Fiction and fact

In his article in these columns (Friendly Advice, May 16), senior Supreme Court advocate and former additional solicitor-general of India, K.N. Bhat, makes a hollow attempt to issue his own “clean chit” to Gujarat chief minister Narendra Modi. The three legs on which his arguments rest are all shaky. Let’s check them out, one by one.
His first premise is that Zakia Jafri’s complaint of June 2006 — accusing Mr Modi and 62 others of criminal conspiracy for mass murder during the 2002 carnage — relied merely on “the belated statement of a police officer, Sanjeev Bhatt”. It defies common sense how Ms Jafri’s complaint could have had anything to do with a disclosure by the police officer well over three years later!

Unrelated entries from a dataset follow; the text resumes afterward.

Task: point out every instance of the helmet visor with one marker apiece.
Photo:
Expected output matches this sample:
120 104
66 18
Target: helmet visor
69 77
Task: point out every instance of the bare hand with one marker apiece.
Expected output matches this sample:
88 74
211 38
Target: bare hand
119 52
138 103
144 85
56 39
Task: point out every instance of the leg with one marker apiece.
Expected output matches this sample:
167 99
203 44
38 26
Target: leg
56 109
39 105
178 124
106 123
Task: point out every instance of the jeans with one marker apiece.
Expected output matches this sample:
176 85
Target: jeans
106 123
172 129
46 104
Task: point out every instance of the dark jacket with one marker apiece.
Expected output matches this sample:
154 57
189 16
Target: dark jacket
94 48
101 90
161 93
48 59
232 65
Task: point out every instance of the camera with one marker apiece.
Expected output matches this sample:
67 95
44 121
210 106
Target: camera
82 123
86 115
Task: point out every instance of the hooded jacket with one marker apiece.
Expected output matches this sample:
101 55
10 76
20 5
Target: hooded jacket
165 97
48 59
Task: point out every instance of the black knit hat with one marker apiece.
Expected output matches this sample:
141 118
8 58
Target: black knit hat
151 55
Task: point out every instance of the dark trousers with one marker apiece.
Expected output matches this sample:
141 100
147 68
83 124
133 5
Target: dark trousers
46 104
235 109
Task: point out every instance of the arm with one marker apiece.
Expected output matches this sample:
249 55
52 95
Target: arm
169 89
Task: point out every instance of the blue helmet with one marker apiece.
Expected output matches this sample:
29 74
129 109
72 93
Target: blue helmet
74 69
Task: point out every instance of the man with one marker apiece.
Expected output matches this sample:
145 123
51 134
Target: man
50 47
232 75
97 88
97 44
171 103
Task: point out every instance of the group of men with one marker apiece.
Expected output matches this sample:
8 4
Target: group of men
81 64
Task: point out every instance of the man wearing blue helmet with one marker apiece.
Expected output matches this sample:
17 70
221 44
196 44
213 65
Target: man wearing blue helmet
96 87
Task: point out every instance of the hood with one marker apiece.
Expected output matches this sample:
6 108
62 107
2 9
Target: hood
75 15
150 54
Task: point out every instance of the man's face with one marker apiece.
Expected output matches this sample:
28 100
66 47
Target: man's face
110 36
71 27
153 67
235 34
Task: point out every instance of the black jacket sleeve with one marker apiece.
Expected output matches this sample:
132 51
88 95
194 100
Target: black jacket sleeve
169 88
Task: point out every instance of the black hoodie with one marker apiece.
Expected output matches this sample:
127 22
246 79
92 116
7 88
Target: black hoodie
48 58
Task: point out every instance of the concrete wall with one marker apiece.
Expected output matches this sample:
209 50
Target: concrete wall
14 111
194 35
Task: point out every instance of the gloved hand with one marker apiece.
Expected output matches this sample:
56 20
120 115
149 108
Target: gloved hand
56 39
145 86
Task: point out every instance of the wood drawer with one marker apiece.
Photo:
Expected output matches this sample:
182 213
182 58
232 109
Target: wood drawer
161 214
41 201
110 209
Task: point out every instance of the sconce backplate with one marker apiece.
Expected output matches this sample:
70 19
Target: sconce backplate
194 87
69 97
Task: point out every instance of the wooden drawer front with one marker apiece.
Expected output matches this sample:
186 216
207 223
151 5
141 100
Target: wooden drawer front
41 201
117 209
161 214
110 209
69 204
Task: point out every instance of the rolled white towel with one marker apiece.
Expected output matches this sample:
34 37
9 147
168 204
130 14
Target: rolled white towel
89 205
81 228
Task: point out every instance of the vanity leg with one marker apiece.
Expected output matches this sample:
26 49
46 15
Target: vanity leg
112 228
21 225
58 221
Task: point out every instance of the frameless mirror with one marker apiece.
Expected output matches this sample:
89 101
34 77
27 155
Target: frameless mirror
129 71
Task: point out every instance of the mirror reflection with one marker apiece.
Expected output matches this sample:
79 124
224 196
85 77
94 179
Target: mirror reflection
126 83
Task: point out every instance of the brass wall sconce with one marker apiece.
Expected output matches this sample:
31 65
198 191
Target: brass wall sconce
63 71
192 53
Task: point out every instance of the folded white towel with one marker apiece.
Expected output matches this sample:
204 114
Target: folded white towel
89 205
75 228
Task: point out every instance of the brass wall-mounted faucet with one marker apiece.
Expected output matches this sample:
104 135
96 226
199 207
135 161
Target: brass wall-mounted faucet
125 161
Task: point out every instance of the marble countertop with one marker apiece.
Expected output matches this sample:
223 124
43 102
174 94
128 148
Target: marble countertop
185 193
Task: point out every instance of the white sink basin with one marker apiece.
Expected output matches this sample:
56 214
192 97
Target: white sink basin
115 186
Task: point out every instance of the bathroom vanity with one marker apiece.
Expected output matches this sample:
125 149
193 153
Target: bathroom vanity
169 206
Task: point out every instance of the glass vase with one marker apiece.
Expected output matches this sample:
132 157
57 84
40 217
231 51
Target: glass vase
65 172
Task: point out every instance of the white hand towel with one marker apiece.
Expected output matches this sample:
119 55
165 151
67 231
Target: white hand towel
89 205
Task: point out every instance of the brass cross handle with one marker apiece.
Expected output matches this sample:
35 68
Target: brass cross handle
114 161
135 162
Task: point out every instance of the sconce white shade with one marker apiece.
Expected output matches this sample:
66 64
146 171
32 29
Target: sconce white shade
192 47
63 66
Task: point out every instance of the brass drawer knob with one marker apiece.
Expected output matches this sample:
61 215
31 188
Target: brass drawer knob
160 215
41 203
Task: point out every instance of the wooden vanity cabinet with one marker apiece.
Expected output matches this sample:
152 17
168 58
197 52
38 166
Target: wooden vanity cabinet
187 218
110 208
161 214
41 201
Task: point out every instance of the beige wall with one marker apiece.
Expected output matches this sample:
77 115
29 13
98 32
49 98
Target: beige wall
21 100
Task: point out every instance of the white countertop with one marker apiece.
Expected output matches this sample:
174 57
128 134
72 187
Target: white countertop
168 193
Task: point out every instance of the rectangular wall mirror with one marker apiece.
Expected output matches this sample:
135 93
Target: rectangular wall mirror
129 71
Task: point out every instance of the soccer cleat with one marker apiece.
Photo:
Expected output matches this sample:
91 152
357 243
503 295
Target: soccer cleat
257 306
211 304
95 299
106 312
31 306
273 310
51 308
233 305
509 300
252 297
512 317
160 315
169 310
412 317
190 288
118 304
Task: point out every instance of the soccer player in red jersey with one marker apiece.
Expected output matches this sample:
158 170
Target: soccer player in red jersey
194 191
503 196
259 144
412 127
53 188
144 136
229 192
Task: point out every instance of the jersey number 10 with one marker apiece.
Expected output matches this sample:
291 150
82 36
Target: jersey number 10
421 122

Here’s the second: “In hindsight, one can conclude that the court had no doubt that the SIT report would be unpalatable to Modi-baiters, hence the order of May 5 (2011) asking the amicus curiae to review SIT reports,” opines Mr Bhat. Really? The Supreme Court’s order of May 2011 was loud and clear, in no need of an interpreter. “Your (SIT) findings do not match your inferences,” SIT chief R.K. Raghavan was told. The SIT had claimed that though certain offences were established as true, there was not enough evidence to prosecute Mr Modi. Unconvinced, the apex court empowered the amicus curiae, Raju Ramchandran, to make an “independent assessment” of the evidence collected by the SIT and identify the offenders, if any.
Third and last, Mr Bhat writes that even the amicus concluded that the murder allegation against Mr Modi did not hold: Mr Ramchandran “only” recommended the prosecution of the Gujarat chief minister under Sections 153A, 153B, 166, 505 of the Indian Penal Code (promoting enmity, hatred and ill-will against a section of citizens, endangering national integration, acting contrary to law with intent to cause injury). Each one of them stipulates a punishment of up to three years. For the former additional solicitor general of India, the chief political executive of a state issuing criminal direction to top civil servants and police officers in an already explosive situation doesn’t seem to be a big deal.
Let’s keep the mass murder charge aside — for the moment. Were Mr Bhat to read SIT’s preliminary report, eyes open, he might see things differently. The preliminary report says Mr Modi’s “action-reaction” theory amounts to “his implied justification of the killings of innocent members of the minority community.” It has also found Mr Modi’s attempted rationalisation of his hate Muslims speech during his 2002 Gaurav Yatra “unconvincing”.
Mr Bhat might also notice SIT’s finding that the then joint police commissioner, Ahmedabad, M.K. Tandon and the then deputy police commissioner, Ahmedabad, P.K. Gondia, were both “guilty of deliberate dereliction of duty” as a result of which over 200 Muslims were killed in Gulberg Society, Naroda Gaam and Naroda Patia. The amicus has strongly recommended their prosecution under Section 304A of IPC (culpable homicide not amounting to murder; maximum punishment is 10 years).
Lying before a judicial magistrate in Ahmedabad presently is a closure report filed by the SIT asking for closing the case against Mr Modi and 62 other accused. But the magistrate also knows that, relying on SIT’s own findings, an apex court-appointed amicus has opined there is prima facie evidence for Mr Modi’s prosecution. And that it is not for SIT but for the court to determine, at the end of the trial, whether the evidence stands. Meanwhile, supported by Citizens for Justice and Peace, Ms Jafri is preparing her protest petition to be filed before the magistrate.
To Mr Bhat’s three pieces of friendly advice, may I add three of my own.
One, Ms Jafri’s criminal conspiracy complaint does not solely rely on the meeting convened by Mr Modi on February 27, 2002, following the Godhra tragedy where he is alleged to have issued his “let Hindus give vent to their anger” directive. In all, there are 30 interrelated and closely interlocked allegations — parading dead bodies of Godhra victims to inflame passions, Cabinet ministers manning police control rooms, botching police investigations, appointing VHP men as public prosecutors, promoting police officers like Mr Tandon and Mr Gondia, penalising upright police officers, ignoring intelligence warnings, destruction of carnage-related records etc — which together add up to the criminal conspiracy charge.
So there’s no closure for Mr Modi until the protest petition has been given a fair hearing by the magistrate and, if need be, appeals are first heard by the Gujarat high court and finally by the Supreme Court.
Two, the SIT has immortalised itself with its own observation: “Even if Modi said let Hindus kill Muslims, mere statement of alleged words in the four walls of a room do not constitute an offence”. The SIT’s valiant efforts to exonerate the chief minister at all costs notwithstanding, the judiciary might have a slightly different view on this.
Three, what if facing trial for a possible 10-year sentence, Mr Tandon or Mr Gondia, or both, wilt, and implicate others? Then the amicus curiae’s report will be more than just “friendly advice”.